Thank you for your time and I look forward to your tips and insights.

Charcar


----------



## stednick (Oct 16, 2011)

*Serious Inquiry?*

Charcar, I don't see a specific question in your post. So, some thoughts;

In all aspects of a job search the potential employee is, in fact, a salesman. A salesman that is selling themselves as the product. The quality of the product, and how it is presented, determines how "quickly" the product will sell. So, how good a salesman are you? 

Age should have little impact. However, should the specific employment position be physical or labor intensive then "yes" age will matter. Qualifications and experience (subset: age), determine the attractiveness of a candidate to the employer. Qualifications will typically override experience and/or age.

ESL is always a potential avenue for employment. Teaching ESL in Thailand has been covered many times in this forum. Note that ESL certification (qualifications) commands better money. 

Question: Are you actually seeking employment in Thailand, or just conversing? You speak of an educated "couple", would you expect or require that both halves of the couple find employment before your potential relocation to Thailand? On this subject; Have you visited Thailand? Are you familiar with Thailand? Do you know the pros and cons of Thailand?	

There is a list of approximately a dozen job search websites in a post titled "Thailand Jobs" dated June 23rd and located on page 3 of this forum. 

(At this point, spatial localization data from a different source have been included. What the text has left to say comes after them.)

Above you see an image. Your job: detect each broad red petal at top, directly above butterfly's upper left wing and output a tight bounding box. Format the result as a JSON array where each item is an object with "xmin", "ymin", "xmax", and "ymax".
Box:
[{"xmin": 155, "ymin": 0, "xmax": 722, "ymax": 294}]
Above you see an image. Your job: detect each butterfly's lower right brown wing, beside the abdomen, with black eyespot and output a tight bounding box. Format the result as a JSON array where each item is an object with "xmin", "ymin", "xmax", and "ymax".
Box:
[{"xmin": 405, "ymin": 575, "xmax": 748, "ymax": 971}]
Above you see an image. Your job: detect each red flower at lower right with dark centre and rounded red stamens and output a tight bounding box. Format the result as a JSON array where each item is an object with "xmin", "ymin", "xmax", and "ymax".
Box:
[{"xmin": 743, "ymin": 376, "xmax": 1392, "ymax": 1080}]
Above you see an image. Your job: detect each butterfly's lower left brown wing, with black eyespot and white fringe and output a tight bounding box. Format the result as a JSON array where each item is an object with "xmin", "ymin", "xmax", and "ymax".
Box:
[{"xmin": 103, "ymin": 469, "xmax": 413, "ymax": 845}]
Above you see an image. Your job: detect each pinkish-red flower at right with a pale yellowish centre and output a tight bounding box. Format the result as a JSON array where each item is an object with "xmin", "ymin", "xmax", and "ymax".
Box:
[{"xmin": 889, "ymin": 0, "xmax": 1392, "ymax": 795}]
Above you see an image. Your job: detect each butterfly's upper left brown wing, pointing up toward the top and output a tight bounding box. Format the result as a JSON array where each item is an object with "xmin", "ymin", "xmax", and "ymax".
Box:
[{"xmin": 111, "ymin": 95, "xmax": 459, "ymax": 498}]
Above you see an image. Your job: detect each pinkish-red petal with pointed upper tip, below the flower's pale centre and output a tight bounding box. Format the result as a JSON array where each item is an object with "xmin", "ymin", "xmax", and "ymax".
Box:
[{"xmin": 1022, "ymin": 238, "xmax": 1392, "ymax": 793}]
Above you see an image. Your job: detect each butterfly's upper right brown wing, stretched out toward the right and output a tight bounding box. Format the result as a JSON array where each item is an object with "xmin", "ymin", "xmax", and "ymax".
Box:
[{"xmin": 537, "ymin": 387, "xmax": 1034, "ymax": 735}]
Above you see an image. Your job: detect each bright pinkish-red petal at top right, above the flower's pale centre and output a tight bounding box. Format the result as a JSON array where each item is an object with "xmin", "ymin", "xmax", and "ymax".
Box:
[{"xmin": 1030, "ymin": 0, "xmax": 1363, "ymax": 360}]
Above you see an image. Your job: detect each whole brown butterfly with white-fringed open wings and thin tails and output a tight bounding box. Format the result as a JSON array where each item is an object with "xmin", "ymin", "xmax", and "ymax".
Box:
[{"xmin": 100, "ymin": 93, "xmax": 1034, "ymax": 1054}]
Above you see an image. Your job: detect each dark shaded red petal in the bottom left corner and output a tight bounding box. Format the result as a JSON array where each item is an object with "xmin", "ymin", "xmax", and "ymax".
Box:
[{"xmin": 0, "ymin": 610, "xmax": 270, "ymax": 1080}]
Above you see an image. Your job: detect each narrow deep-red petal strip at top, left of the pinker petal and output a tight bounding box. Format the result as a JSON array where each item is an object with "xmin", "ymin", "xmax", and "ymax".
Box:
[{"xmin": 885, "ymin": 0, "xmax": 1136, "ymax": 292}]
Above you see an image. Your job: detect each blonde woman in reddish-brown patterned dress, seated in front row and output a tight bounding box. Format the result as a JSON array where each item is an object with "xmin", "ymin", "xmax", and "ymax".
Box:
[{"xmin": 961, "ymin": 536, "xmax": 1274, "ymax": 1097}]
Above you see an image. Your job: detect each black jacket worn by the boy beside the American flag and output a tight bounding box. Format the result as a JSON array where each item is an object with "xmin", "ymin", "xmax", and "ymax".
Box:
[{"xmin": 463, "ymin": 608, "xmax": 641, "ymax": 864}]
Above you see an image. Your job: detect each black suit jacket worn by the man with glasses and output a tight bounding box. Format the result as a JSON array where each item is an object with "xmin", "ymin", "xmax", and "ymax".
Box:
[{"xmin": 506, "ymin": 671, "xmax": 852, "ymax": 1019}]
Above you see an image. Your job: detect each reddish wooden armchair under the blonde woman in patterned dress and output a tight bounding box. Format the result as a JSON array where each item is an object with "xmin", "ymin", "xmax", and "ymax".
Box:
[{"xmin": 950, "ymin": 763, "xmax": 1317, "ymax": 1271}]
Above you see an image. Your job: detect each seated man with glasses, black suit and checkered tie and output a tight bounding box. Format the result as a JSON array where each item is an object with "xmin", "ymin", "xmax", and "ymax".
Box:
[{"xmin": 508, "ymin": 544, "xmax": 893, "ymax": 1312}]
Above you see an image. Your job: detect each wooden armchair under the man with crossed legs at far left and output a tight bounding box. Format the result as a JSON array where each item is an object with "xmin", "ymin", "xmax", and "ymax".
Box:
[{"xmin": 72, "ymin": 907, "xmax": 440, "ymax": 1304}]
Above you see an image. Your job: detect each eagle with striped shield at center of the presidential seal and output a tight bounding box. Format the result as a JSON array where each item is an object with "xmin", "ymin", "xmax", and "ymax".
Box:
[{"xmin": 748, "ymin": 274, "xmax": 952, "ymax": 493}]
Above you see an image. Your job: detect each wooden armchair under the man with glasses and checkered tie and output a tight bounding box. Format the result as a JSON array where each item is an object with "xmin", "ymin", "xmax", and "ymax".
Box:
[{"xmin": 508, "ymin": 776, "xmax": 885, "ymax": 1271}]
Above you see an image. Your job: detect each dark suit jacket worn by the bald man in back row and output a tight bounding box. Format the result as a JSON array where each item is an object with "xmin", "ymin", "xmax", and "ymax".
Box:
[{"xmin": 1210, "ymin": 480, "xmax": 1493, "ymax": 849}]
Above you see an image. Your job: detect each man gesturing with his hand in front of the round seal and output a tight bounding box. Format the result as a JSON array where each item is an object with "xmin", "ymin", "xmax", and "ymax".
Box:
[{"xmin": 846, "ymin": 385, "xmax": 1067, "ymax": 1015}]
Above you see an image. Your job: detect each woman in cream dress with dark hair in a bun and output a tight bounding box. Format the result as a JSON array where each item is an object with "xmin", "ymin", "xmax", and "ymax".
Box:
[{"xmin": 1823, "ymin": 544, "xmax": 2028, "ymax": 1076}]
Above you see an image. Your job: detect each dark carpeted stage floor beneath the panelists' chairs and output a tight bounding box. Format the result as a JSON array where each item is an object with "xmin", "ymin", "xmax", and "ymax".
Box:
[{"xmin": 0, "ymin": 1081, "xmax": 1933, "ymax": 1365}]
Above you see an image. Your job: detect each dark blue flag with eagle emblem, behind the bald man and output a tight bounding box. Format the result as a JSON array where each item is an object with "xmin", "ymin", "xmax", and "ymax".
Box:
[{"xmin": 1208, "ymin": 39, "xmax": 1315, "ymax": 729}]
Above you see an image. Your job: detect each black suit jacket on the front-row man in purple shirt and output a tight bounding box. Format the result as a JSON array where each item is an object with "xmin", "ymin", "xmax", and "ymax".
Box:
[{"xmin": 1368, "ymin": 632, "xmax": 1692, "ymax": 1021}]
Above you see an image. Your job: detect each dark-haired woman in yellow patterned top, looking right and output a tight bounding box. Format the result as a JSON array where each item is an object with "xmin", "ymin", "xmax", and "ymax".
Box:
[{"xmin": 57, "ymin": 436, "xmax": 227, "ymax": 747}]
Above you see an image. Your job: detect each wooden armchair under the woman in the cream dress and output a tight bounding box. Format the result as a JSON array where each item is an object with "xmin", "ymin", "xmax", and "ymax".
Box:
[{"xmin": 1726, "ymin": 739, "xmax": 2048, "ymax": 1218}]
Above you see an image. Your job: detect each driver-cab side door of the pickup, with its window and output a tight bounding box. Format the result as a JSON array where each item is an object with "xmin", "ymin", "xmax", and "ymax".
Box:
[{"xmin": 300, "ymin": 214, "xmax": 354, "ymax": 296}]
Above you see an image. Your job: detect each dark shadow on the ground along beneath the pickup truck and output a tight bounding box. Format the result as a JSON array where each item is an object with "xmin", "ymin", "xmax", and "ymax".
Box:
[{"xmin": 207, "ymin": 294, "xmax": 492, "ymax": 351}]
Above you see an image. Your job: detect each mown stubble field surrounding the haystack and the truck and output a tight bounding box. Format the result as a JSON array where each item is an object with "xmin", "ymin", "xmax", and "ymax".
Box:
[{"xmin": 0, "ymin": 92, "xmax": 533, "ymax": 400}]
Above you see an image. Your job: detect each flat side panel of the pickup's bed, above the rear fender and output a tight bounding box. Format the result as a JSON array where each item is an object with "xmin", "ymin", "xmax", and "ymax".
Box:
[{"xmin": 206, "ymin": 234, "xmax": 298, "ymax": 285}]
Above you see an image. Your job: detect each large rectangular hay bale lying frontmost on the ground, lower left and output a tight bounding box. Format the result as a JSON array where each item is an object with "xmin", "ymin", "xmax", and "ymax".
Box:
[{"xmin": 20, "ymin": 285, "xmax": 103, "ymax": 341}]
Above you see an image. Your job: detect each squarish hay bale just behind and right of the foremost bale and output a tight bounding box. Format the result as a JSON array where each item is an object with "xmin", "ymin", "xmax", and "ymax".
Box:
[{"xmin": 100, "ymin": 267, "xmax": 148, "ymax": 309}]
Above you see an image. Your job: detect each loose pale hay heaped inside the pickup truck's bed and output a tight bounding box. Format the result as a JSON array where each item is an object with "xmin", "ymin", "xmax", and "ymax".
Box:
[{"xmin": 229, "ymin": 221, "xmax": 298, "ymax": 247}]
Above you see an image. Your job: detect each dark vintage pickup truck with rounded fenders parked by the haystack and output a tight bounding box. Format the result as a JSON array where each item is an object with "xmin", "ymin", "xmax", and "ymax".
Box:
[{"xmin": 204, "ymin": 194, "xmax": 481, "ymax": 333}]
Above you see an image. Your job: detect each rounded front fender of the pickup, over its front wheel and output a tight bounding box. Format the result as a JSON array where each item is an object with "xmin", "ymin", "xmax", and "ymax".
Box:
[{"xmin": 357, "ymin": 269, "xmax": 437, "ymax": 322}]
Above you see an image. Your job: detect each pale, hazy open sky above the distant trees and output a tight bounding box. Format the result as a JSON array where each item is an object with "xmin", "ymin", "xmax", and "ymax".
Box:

Should you and the other halve of the "educated couple" be serious and pursue a job search for employment in Thailand, the other regulars on this forum would be interested in your job search results. Should you perform an actual job search, please let us know how you made out.

Thank you and good luck.


----------



## TomC (Jan 23, 2012)

What kind of job are you looking for? If it's teaching English, I don't see why the age of 50+ would have anything to do with that. I assume that is what you're exploring. Perhaps you can visit ajarn dot com where the English teachers hang out so to speak. I don't see any problems, but perhaps other people with foot on ground can correct me. Now if you're looking for other jobs, chances are you'll need Thai language skill and that is a different story.


----------